L’humilité nous permet de nous reconnaître pauvres et pécheurs et la conversion de mener une vie nouvelle, mais ce n’est toujours pas suffisant. Nous ne voulons pas goûter le fruit de la paix seuls, égoïstement, nous voulons qu’elle règne « sur la terre comme au ciel ». Saint Dominique, que nous avons fêté le 8 août, passait ses nuits à pleurer en disant : « que vont devenir les pécheurs » ? Donc, en plus de la terre et de l’eau, nous avons besoin du feu de l’Esprit, celui qui nous rend témoins et missionnaires. Cet été encore, nous avons constaté comment le feu se propage rapidement dans les forêts et même les villes, au point de détruire des zones immenses. Mais le feu de l’Esprit ne fait que détruire le mal, son but est de nous éclairer et de nous réchauffer. Jésus dit à ses disciples : « Je suis venu apporter un feu sur la terre, et comme je voudrais qu’il soit déjà allumé » ! Ce feu, il va l’allumer avec sa mort et sa résurrection, et il va le transmettre ensuite à ses disciples. Les disciples d’Emmaüs, après l’avoir rencontré, s’écrient : « Notre cœur n’était-il pas tout brûlant tandis qu’il nous parlait en chemin ? » (Lc 24,32) et ils repartent en hâte à Jérusalem témoigner de leur rencontre. Plus tard, le jour de la Pentecôte, c’est sur tous les disciples que des « langues de feu » se posèrent (Ac 2,3). A partir de ce jour, ils témoignèrent de la Bonne Nouvelle, avec la même consigne qu’ils avaient reçue lors du premier envoi en mission : « dans toute maison où vous entrerez, dites d’abord : “Paix à cette maison.”» (Lc 10,5‑6) Alors pourquoi Jésus annonce-t-il : « désormais cinq personnes de la même famille seront divisées : trois contre deux et deux contre trois ; ils se diviseront » ? Parce qu’il n’est pas facile de faire la vérité en soi et de se convertir, nous venons de le voir… Nous rencontrons des résistances en nous-mêmes, alors comment nous étonner de les rencontrer chez les autres ? Nous devons faire preuve de patience et de miséricorde, aussi bien pour nous-mêmes que pour les autres.

 

Pour conclure, frères et sœurs, n’oublions pas ce que le Christ nous a promis : « Heureux les artisans de paix, car ils seront appelés fils de Dieu » (Mt 5,9) Il est le médecin qui veut guérir l’humanité de la maladie des conflits. Alors, reconnaissons d’abord que nous sommes malades nous-mêmes, acceptons de nous soigner par le meilleur des traitements – sa Parole, et allons partout offrir celle-ci. En d’autres termes, plus « guerriers », brandissons le glaive de sa Parole et plongeons-le dans notre propre cœur et dans celui de nos contemporains. Il les déchirera sûrement, mais c’est seulement à ce prix que le Seigneur pourra rassembler un jour notre humanité déchirée par ses divisions.

P. Arnaud

[i] Il a révélé au grand jour les péchés de son peuple et l’a exhorté à faire la paix avec Nabuchodonosor, un ennemi beaucoup plus puissant que lui.
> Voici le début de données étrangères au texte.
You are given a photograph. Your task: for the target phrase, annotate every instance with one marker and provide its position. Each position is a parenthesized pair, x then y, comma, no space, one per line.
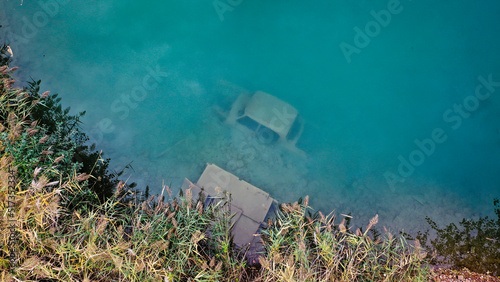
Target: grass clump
(473,244)
(315,248)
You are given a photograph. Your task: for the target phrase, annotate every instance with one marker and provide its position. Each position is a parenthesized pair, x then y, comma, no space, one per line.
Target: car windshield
(294,130)
(248,122)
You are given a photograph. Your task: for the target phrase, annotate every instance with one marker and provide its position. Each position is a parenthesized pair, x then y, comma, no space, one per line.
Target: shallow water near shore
(394,122)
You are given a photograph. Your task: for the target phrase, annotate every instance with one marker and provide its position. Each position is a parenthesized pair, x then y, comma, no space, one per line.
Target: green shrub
(474,244)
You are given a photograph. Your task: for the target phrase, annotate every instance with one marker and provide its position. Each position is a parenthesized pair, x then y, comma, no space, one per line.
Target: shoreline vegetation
(67,217)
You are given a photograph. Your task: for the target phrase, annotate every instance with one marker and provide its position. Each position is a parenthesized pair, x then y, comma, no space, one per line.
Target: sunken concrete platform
(249,204)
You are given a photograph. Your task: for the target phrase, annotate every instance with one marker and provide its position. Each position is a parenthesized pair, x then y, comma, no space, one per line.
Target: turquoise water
(372,80)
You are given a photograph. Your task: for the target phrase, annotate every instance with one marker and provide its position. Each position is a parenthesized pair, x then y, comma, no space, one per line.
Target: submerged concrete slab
(249,204)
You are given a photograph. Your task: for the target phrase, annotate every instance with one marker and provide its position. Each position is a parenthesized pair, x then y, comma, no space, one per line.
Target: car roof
(271,112)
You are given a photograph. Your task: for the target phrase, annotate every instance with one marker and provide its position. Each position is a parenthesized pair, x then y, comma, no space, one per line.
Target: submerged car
(272,120)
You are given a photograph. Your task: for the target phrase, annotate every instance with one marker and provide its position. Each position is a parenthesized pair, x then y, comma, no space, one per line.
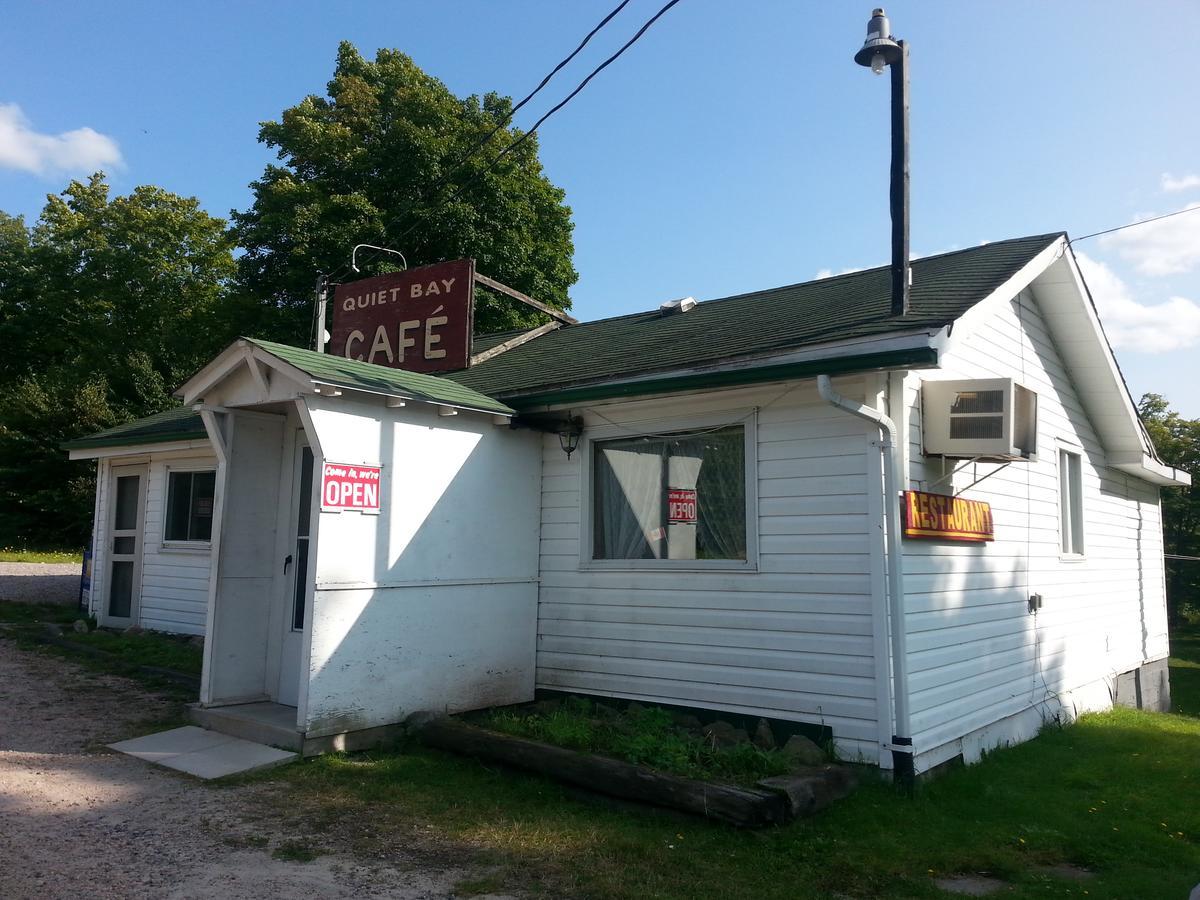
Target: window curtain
(721,495)
(628,478)
(630,484)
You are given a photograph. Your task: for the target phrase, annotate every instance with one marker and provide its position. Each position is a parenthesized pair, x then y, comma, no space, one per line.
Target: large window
(671,497)
(190,507)
(1071,499)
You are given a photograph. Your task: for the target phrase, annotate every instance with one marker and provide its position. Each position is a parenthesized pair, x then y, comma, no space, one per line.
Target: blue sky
(736,147)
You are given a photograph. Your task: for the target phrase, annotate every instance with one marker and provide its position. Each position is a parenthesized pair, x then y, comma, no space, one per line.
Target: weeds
(643,736)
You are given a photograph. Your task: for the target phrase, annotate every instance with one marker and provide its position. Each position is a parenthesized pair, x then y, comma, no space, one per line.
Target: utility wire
(466,157)
(537,125)
(1134,225)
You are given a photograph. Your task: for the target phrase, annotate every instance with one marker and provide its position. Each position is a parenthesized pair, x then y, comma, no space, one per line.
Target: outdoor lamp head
(569,433)
(879,49)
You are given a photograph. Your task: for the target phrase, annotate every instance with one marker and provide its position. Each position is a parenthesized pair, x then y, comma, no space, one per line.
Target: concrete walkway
(202,753)
(79,821)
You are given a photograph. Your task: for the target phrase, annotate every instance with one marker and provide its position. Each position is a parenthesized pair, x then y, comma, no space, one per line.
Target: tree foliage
(106,306)
(376,162)
(1177,441)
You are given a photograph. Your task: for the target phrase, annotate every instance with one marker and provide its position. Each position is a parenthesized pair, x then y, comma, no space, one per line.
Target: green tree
(1177,441)
(108,304)
(376,162)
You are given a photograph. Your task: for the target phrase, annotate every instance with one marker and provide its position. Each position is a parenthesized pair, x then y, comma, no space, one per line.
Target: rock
(971,885)
(546,707)
(723,735)
(603,711)
(814,790)
(687,721)
(802,751)
(763,737)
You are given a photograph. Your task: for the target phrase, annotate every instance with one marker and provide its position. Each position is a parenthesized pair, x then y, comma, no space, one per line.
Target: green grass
(295,852)
(125,654)
(16,555)
(643,736)
(145,649)
(1115,793)
(1186,670)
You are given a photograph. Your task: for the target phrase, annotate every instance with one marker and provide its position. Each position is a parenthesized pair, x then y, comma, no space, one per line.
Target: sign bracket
(526,299)
(957,469)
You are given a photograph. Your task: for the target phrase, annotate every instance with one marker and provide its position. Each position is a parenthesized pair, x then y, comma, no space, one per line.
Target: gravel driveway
(79,821)
(40,582)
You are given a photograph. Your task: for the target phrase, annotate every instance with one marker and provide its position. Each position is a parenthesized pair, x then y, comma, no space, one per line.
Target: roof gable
(311,371)
(756,324)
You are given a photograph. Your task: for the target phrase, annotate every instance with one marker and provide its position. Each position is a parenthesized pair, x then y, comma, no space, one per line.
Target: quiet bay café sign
(421,321)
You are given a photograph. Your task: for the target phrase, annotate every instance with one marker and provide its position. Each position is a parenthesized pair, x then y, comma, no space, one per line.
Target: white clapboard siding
(977,655)
(174,580)
(793,640)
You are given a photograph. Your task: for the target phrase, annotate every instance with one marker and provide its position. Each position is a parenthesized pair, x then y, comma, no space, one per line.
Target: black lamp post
(882,51)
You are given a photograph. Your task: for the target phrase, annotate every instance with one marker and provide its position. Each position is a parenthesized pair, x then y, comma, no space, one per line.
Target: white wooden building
(720,539)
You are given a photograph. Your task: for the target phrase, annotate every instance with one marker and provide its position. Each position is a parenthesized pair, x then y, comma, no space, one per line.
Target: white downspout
(893,477)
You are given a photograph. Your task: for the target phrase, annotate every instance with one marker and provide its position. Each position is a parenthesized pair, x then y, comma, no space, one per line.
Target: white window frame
(592,435)
(1072,519)
(168,471)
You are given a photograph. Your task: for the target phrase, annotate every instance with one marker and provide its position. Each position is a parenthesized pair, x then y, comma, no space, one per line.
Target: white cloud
(1161,328)
(831,273)
(82,150)
(1183,183)
(1164,247)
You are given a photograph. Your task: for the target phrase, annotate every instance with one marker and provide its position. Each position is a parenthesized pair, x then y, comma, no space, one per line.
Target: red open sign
(681,505)
(347,486)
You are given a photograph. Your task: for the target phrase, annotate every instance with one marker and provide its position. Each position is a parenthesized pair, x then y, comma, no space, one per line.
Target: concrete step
(269,724)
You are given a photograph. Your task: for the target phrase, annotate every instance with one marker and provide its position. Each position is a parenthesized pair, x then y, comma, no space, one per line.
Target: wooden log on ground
(726,803)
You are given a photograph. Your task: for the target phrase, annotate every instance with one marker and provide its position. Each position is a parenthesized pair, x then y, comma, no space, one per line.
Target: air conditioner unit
(981,418)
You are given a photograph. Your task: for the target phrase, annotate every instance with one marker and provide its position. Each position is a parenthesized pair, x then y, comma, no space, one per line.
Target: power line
(466,157)
(1134,225)
(537,125)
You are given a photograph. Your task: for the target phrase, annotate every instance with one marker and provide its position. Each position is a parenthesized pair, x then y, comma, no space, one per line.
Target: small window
(1071,502)
(671,497)
(190,507)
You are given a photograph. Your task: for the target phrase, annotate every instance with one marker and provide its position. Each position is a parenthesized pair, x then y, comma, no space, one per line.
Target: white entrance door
(298,562)
(123,577)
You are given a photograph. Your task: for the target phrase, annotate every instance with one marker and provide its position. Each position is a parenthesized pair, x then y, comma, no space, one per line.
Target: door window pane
(300,587)
(126,513)
(120,589)
(675,497)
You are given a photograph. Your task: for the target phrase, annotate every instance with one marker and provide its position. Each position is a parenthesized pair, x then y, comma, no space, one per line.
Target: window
(190,505)
(1071,502)
(671,497)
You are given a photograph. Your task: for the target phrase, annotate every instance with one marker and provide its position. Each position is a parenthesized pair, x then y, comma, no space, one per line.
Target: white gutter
(893,477)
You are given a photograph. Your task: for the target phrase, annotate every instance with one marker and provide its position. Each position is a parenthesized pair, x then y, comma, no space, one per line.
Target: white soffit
(1079,337)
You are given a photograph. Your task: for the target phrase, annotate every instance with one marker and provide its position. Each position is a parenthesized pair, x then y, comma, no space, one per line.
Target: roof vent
(672,306)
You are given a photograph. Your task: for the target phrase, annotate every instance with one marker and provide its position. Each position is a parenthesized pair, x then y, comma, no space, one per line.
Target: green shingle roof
(775,321)
(179,424)
(780,319)
(352,375)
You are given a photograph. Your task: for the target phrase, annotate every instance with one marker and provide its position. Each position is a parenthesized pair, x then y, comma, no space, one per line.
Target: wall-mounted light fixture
(354,253)
(569,433)
(880,52)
Parce qu’il ne cachait pas la vérité, il a été considéré comme un « prophète de malheur » : « Que cet homme soit mis à mort : en parlant comme il le fait, il démoralise tout ce qui reste de combattant dans la ville, et toute la population. Ce n’est pas le bonheur du peuple qu’il cherche, mais son malheur. » (1° lect.)